Words by Katie Dancey
Avenue Q is often described as a grown-up version of Sesame Street and I can’t think of a more apt description. Instead of the street that taught us our ABCs, we have Avenue Q – a street that teaches us what the internet is really for and that it’s ok to be gay. A cast of puppets and their human operators discuss modern-day issues through comedic musical numbers, showing us the lives of the residents on Avenue Q.
This isn’t a show with the spectacle, special effects and big ensemble numbers of many musicals, and it probably isn’t the strongest story. But none of that is the point in the show, nor does it matter. Avenue Q tackles racism, relationships, sexuality and the mundanity of everyday life through puppetry, and the audience laughs along in recognition of their own lives.
Sell A Door Theatre Company’s production of Avenue Q is slick, clever and performed by a talented cast. It’s clear to see why they’re becoming well established on the touring circuit.

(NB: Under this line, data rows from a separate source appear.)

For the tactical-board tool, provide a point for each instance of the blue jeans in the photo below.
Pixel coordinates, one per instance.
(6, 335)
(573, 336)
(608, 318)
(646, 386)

If there were any weak performances, this show would lay them bare. Not only do the cast members need to be excellent musical performers and master puppeteers, they also have to train our eyes to look only at the puppets, and forget the actors are even there. Sell A Door Theatre Company completely succeeds at all these things, which is what makes the production so strong. Although the puppeteers are completely visible, the puppets are so much an extension of the actors that the human counter-parts are barely noticeable.
The entire cast is so skilled, and works so fluidly as an ensemble that it’s difficult to highlight individual performances, but there are two show-stealers for me. Jessica Parker stepped in to cover Kate Monster and Lucy the Slut in Monday’s performance at The Mayflower Theatre, and it’s hard to believe that she isn’t the lead. Parker really makes the audience care about Kate Monster, and believe that this puppet has dreams and heartache. Stephen Arden, who plays Nicky, Trekkie Monster and the Bad Idea Bear, is a naturally comic performer. The most face-achingly hilarious moments in the show come from him, due to his on point comic timing and incredible ability to show emotion through his puppets.
The company throws in a couple of topical references, and it would be nice to see even more of these. The show is so American (the Gary Coleman character goes a little over my English head) that adding a couple of British references goes a long way.
This is a show that will stay with an audience, and I anticipate quoting the lines for years to come. Sometimes it’s cathartic just to laugh at life, and it turns out there’s no-one better to help you do that than a bunch of sweary puppets.